A: To model binary outcome variables (yes/no, 0/1) using an S-shaped curve.
Q: What is linear regression used for?
A: To model the relationship between one or more independent variables and a continuous dependent variable.
Q: What is a Confidence Interval (CI)?
A: A range of values around a sample mean that is likely to contain the population mean with a certain confidence level (e.g., 95%).
Q: What does a p-value represent?
A: The probability of obtaining the result we observed or one even more extreme, assuming the null hypothesis is true.
Q: What is the difference between a one-tailed and two-tailed test?
A: A one-tailed test checks for an effect in one direction; a two-tailed test checks both directions.
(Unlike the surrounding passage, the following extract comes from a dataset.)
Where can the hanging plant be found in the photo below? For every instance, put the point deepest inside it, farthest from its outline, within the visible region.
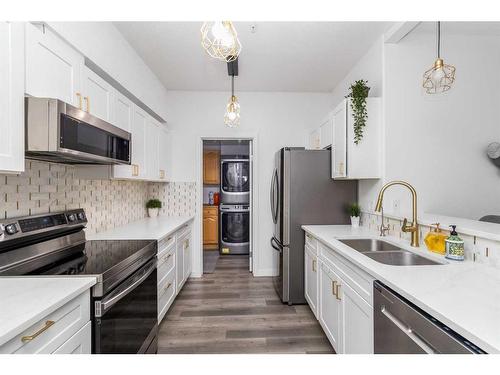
(358, 94)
Q: When do we use the T-distribution?
A: When sample size is small (n <= 30) and population standard deviation is unknown.
Q: What is the difference between linear and logistic regression?
A: Linear regression predicts a continuous outcome; logistic regression predicts a probability between 0 and 1 for classification.
Q: What is R² (Coefficient of Determination)?
A: It measures the proportion of variance in the dependent variable explained by the independent variable(s).
Q: What is Mean Squared Error (MSE)?
A: The average of the squares of the errors between predicted and actual values.
Q: What is a train/test split?
A: A method of dividing data into a training set to build the model and a test set to evaluate its performance.
Q: What is K-Fold Cross Validation?
A: A technique that splits the data into K subsets and trains/tests the model K times, each time using a different subset as the test set.